Don't worry about that. Once you have a statement in Lean, you can post it here, and then more experienced users will be able to explain to you how to deduce the Lean name from the statement.
Kevin Buzzard (Apr 02 2021 at 08:18):
Yeah if you allow quadratic reciprocity (which we have in mathlib) then you can get a little further. There are very elementary methods (which don't use Z/pZ^* cyclic) for classifying when -1 and -3 are squares mod p which is why you don't even need QR for the cases I originally mentioned
Mario Carneiro (Apr 02 2021 at 08:23):
I would be remiss to not mention the proof of dirichlet's theorem in the form "every arithmetic progression contains infintely many primes" done in lean by translation from metamath. See https://leanprover.zulipchat.com/#narrow/stream/113488-general/topic/Prime.20number.20theorem.20in.20lean/near/168472336
Mario Carneiro (Apr 02 2021 at 08:25):
It's not in mathlib, though, because it has a dependency on the metamath library
Dima Pasechnik (Oct 15 2021 at 09:15):
Is there any progress on this - perhaps more complex analysis tools were implemented since April? A student of mine is thinking about this topic as a 4th year project (for a CS students).

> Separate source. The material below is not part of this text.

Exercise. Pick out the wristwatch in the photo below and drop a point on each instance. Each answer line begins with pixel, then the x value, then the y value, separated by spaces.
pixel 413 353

Johan Commelin (Oct 15 2021 at 09:20):
There's ongoing work on getting complex analysis off the ground. I think Yury more or less has Cauchy's theorem?

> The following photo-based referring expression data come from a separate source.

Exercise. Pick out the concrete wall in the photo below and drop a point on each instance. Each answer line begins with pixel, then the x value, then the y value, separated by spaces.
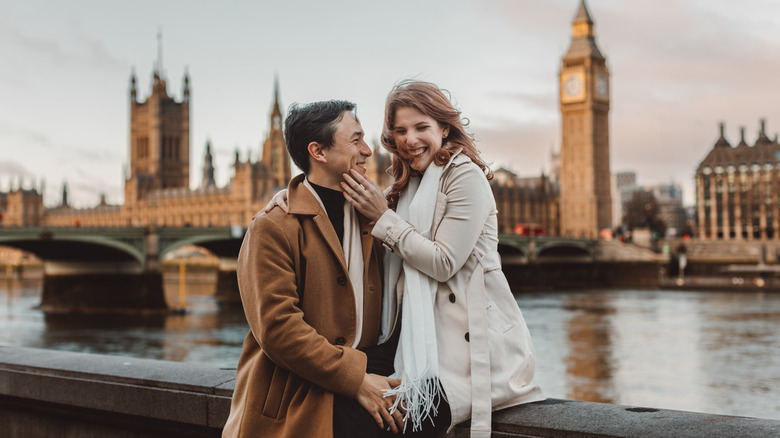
pixel 46 393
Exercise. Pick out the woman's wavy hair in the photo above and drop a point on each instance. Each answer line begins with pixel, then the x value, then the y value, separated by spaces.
pixel 430 100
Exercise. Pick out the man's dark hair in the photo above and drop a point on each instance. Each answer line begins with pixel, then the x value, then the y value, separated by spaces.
pixel 312 122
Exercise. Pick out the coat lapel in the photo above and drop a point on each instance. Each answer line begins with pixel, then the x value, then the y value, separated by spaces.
pixel 302 202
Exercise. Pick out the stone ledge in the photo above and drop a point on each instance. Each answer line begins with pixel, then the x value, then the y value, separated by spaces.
pixel 169 391
pixel 45 392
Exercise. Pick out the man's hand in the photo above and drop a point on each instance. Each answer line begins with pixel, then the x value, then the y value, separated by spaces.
pixel 371 397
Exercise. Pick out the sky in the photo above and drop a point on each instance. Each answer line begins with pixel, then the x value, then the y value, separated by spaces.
pixel 678 68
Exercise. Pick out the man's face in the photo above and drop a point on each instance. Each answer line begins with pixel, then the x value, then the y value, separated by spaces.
pixel 349 150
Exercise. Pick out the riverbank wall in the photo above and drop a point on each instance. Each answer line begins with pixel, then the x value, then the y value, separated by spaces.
pixel 46 393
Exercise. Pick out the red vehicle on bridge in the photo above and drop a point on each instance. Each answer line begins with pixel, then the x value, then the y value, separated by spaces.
pixel 529 230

Yury G. Kudryashov (Oct 16 2021 at 20:01):
I'm waiting for a review of #9496. Unfortunately, I don't know how to help @Sebastien Gouezel with the review.
Yury G. Kudryashov (Oct 16 2021 at 20:01):
(it is >4K lines)
Yaël Dillies (Oct 16 2021 at 20:06):
Wrong topic?
Yaël Dillies (Oct 16 2021 at 20:07):
Oh no, nevermind :sweat_smile:
Yaël Dillies (Oct 16 2021 at 20:10):
The obvious thing to make it easier to digest is to split it. Are you planning on doing that? I have a few comments on the finset lemmas.
Yury G. Kudryashov (Oct 16 2021 at 20:19):
I don't see any finset lemmas in this PR. Currently it has <100 LOC outside of analysis.box_integral
and lots of code in this directory. I'm not sure that it makes sense to merge some files in this directory before others but if Sebastien will greenlight a part of the PR, then I'll move it to a new PR and merge to master.
Yaël Dillies (Oct 16 2021 at 20:25):
Oh sorry, just set. But nevermind because docs#set.pairwise_disjoint is too specialized.
Patrick Massot (Oct 16 2021 at 21:04):
I thought Sébastien was handling it. I'll try to help.
Yury G. Kudryashov (Oct 16 2021 at 23:45):
Sébastien already reviewed a large part of the PR. I was not trying to complain. I just wanted to say that there is a lot of code to review here, so one shouldn't expect this PR to be merged very quickly.